Wind turbines, he said, have a perception of being unreliable due to intermittent wind patterns. He said summer peak electricity demand is in late afternoons while peak generation just off shore northeastern states occurs a few hours earlier in the day. He said energy storage research and development is occurring and encouraging, and would occur at the generation site. Another option, he said, would be for users to buy energy storage batteries. He noted cars sit parked most of the time. Car batteries could receive and store electricity when parked at night when electricity prices are low, and pump it back into the grid during the day time.

Wind station managers can increasingly predict output six to 24 hours in advance, and with smart meters, buyers could time some of their electricity use to when prices are lower. He concluded saying renewables could provide ninety percent of US electricity by 2050 even with a much larger use of electricity in transportation than now.

During the Q&A, he said blades can break if struck by lighting and wind station bearings can fail costing millions of dollars to repair. He said multi-unit wind stations have round-the-clock on-site maintenance staff; drones and telescopes with cameras can monitor the blades, and data can be analyzed, often from off-site locations.

He said there are about ten big turbine manufacturers in the world today, the largest is a Chinese firm, General Electric is second, and the industry is consolidating. {Two days after his presentation, it was reported that Siemens and Gamesa had reached an agreement to combine their wind-turbine manufacturing businesses.]

He said, “There is no need for a bridge to renewables. Renewables are here. If anything, we are late.” A federal production tax credit that will continue for five years is stimulating the industry in the US.

In response to his comment that transmission lines could be constructed from the Great Plains to the east coast, I said such lines would be extremely controversial in New York, and giant battles were waged in the 1970s and 1980s in opposition to in-state proposed lines. He responded that public opposition is real but that since the society as a whole would benefit from the lines, those negatively impacted from their construction should be compensated.

In response to another question, he predicted that some day, giant wind farms will be developed simultaneously with high voltage transmission lines to bring electricity from New Mexico to California.
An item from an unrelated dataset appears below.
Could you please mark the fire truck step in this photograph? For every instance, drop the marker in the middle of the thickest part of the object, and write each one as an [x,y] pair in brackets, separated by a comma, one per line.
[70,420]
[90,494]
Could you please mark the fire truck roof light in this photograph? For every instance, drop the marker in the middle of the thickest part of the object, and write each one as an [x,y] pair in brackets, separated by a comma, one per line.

Final thoughts: Mr. Bouget obviously believes in wind power and sees it as a partial solution to our electricity needs and a great way to combat climate change. He is employed in the construction of giant wind turbines; he had nothing to say about small or tiny wind generation stations of one to ten kilowatts, nor was he questioned about them. I think he is overly optimistic about energy storage technologies. Being an immigrant, he may be unfamiliar with how controversial high voltage transmission line proposals are in the US. Power lines are opposed for visual, health, and environmental reasons. Many people would rather see electricity generated close to where it is used than transported a thousand miles or more. Buying electricity generated in Nebraska will not produce jobs here in New York whereas small-scale energy efficiency, ground-source geothermal, conservation, and solar will stimulate local economies, keep local wealth circulating within the state, and generate state and local taxes of many kinds. Siting large power stations are often controversial and many people no more want to see a 300- or 400-foot-tall wind station than a cell tower.